The EVI-D70 have NTSC composite video and Y/C outputs. The AG-HMX inputs are two composite video, four SD/HD-SDI, two HDMI and one DVI-I. So the first question is how you are getting three composite or Y/C video cameras into a switcher that appears to have only two composite video inputs and no Y/C inputs?

The AG-HMX100 Program output is SDI and DVI-D and the Aux output is SDI only while the inputs to the Kramer VP-727 are 'universal' analog inputs (composite, Y/C, component, RGB/YUV, RGBS or RGBHV). So how are you getting the outputs of a switcher that has only digital video oututs into a seamless switcher with only analog inputs? This also seems to bring up why a seamless switcher if you are only using one input? The latter may be part of the issue as you are apparently switching before a single live input to the seamless switcher rather than using the seamless switcher to switch, thus you are swicthing the input to a scaler rather than the outputs of two scalers and its internal scaler may have to resync when that happens.

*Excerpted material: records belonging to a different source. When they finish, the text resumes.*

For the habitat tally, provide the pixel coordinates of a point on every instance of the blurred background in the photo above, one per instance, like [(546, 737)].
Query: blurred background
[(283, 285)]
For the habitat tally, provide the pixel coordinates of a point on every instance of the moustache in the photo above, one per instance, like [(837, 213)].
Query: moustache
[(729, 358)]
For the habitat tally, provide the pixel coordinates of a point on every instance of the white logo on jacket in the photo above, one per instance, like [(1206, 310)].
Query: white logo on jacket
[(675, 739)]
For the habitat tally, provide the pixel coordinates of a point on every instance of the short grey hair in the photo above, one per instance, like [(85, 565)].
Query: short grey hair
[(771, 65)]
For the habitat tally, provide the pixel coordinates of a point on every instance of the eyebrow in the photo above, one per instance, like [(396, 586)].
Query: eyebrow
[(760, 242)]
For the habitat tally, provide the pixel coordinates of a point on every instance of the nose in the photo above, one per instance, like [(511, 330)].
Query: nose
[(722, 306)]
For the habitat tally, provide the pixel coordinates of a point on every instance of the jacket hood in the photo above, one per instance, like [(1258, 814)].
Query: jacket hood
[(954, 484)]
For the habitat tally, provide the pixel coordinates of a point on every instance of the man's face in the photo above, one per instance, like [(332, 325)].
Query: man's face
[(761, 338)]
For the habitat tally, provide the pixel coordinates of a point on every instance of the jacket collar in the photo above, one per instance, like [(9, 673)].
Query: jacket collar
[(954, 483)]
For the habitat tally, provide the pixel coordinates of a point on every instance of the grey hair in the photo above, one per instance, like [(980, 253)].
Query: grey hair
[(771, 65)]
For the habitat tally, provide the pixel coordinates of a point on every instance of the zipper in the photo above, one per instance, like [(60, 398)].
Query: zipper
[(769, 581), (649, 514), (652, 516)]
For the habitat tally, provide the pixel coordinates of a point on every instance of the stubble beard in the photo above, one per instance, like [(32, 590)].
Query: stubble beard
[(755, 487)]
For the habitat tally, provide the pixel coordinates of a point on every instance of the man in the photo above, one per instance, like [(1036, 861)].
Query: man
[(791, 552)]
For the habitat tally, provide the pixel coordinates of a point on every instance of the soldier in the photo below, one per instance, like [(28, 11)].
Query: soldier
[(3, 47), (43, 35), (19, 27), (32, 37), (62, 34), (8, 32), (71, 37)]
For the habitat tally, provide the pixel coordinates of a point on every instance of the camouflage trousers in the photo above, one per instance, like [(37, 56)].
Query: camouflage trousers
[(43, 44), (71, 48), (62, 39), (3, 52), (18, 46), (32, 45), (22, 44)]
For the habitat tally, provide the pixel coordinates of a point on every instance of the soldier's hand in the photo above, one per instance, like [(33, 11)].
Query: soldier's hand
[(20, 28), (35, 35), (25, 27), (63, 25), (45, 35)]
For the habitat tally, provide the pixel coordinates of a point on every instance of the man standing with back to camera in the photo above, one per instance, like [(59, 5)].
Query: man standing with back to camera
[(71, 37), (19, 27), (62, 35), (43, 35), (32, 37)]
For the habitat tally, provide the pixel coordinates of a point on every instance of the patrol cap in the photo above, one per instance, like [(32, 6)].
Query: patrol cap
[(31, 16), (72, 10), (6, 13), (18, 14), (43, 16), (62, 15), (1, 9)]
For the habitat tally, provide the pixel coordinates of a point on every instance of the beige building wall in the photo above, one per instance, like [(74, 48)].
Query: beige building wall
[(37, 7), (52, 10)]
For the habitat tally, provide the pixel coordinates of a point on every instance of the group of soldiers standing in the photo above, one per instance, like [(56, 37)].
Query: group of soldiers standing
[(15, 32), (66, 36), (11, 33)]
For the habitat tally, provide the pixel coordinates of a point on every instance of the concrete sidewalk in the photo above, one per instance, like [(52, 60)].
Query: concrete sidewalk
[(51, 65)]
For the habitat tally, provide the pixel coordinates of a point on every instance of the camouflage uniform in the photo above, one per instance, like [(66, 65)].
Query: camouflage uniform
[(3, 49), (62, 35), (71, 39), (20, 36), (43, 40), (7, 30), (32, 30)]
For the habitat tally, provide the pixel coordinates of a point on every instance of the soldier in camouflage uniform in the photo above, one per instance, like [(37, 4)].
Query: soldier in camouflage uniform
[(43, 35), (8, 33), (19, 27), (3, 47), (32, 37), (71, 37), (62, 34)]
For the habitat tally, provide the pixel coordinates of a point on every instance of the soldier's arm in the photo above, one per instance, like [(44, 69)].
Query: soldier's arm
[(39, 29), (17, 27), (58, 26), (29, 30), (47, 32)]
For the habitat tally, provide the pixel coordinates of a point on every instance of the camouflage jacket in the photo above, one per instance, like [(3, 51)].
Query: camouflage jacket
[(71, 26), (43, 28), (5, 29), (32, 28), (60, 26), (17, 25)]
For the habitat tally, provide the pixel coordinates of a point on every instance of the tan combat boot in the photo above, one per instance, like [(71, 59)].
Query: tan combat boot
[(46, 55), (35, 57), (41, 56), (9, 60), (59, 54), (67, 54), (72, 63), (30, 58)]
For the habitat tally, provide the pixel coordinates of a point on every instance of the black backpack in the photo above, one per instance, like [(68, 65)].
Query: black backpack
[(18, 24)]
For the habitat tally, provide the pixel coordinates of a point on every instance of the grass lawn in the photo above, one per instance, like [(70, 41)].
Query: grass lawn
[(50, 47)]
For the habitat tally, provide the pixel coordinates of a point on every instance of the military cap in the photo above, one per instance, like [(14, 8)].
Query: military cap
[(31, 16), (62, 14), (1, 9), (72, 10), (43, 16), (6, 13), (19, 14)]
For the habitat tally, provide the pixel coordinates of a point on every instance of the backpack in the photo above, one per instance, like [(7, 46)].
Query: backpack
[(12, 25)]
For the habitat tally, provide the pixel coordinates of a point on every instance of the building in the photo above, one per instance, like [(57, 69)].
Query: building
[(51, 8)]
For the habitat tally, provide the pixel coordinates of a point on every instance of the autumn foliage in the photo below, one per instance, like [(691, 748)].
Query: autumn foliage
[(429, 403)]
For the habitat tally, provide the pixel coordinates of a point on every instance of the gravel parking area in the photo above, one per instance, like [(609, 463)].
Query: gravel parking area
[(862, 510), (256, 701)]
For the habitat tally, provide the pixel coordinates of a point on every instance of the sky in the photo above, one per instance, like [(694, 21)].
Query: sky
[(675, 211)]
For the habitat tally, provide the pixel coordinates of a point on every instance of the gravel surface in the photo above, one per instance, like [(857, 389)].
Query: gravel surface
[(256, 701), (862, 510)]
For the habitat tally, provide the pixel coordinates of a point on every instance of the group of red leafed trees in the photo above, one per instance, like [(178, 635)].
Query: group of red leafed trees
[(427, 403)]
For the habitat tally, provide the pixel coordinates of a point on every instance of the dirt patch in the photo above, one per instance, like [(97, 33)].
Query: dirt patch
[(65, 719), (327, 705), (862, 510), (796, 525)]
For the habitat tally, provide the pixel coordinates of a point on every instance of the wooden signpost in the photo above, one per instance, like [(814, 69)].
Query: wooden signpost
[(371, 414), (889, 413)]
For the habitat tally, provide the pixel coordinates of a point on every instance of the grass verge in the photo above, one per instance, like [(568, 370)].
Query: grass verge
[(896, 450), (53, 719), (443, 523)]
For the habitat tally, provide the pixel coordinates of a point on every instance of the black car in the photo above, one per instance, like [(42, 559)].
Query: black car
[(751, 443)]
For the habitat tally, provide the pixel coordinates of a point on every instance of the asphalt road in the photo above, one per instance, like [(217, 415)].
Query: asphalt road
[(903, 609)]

The VP-727 has one Program and one Preview out, both available as component/RGBHV, VGA and DVI-D. The Sanyo PLC-XU48 has a composite video input as well as a VGA/RGBHV/component video input. The Dell 4320s have one composite video, one Y/C, two VGA/RGBHV/component and one HDMI inputs. So how do you get the Program out of the VP-727 to the three projectors?

The Sanyo PLC-XU48 is 1024x768 (4:3) native resolution while the Dell 4320s are 1280x800 (16:10) native. So why do you apparently have the Kramer set to output 1280x720 (16:9 format)? And that is just touching on all the potential resolution factors involved regarding the supported resolutions and formats and the mixed analog and digital signals involved.


All that aside, since you apparently are somehow getting an image to all three projectors, have you backtracked through the system to try to find where the problem originates? For example, have you connected a monitor direct to the Kramer VP-727 output to see if the problem exists there? Or to the AG-HMX100 output to see if is present in its output?

Have you tried using the Kramer to switch between the computer and cameras? I know this loses the production capability of the production switcher and it may not be a permanent solution but it may help identify what is causing your problem.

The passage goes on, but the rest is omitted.